Istinto canoro incontrando il
leader dei Talking Heads
La
tentazione di intonare un “fa fa fa fa fa fa fa fa fa far better” è tanta. E’ lì solo. Seduto su una poltrona che
ha poco dell’ergonomico. Il portatile acceso davanti a sé invece sembra una
tastiera musicale per come sfiora le dita sulle lettere. Sul piccolo e tondo
tavolino anche un lungo bicchiere trasparente. Visto l’orario, le tredici e
trenta, più che un gin tonic tutto lascia intendere che sia acqua, allorché
priva di bollicine, naturale.
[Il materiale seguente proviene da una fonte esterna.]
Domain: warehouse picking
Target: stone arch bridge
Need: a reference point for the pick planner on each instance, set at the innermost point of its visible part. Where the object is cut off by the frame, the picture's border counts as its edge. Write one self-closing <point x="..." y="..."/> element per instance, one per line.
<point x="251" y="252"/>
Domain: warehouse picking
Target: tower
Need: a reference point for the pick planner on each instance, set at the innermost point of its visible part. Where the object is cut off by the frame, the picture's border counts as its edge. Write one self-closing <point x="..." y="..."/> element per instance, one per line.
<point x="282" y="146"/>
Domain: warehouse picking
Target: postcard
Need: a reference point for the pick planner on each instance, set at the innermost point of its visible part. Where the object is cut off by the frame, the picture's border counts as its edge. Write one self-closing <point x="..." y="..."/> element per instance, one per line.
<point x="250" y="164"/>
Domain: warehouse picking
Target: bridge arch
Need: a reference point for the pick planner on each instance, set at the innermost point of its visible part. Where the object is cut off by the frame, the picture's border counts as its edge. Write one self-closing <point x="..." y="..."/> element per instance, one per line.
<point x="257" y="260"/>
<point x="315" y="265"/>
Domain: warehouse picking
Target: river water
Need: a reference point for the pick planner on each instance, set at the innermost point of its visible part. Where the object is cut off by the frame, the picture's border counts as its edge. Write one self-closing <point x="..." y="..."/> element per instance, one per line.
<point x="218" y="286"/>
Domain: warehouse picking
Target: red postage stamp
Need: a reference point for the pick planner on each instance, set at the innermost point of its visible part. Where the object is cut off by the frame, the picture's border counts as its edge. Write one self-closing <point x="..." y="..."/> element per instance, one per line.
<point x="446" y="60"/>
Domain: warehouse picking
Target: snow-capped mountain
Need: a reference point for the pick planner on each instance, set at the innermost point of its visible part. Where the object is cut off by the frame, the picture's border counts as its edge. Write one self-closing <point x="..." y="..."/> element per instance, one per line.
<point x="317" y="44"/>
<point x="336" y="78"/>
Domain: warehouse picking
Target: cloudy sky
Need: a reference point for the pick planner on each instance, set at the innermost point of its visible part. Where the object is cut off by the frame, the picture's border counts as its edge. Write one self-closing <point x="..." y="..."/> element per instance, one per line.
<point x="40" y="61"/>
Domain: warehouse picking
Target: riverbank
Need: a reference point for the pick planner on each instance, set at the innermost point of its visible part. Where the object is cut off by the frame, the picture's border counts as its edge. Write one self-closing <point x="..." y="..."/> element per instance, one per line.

Una cannuccia rosa troneggia, facendoci largo tra
una fettina di limone.
In
giuria alla 68. Mostra Internazionale d’Arte Cinematorgrafica di Venezia,
questa sua apparizione al bar dell’Hotel Excelsior non ha del miracoloso.
Piuttosto lascia stupiti la tranquillità, quasi indifferenza, con la quale i
presenti non si accorgano della sua presenza.
A
lui non sembra dispiacere la cosa. Anzi, se non fosse lì come giurato,
sembrerebbe nell’intento di essere ispirato. Per una canzone. Una colonna
sonora. Un’opera musicale. Proprio il suo sguardo alternativamente rivolto
verso l’alto per poi essere riposizionato in direzione del monitor, fa capire
che c’è qualcosa. Ogni tanto la fa pure roteare chiudendo gli occhi.
Sono
affascinato da tanta energia creativa. Sto per abbandonare la stanza, quando un
unico battito di mani accompagnato dall’esclamazione “finally!” mi blocca.
Mi
volto e vedo lui con faccia compiaciuta per l’eliminazione di una zanzara.
Avrei
preferito lasciarlo prima. Piccoli frantumi di un momento poetico si
disseminano in me. Giro i tacchi e me ne vado. Non prima però di intonare un “fa
fa fa fa fa fa fa fa fa far better”.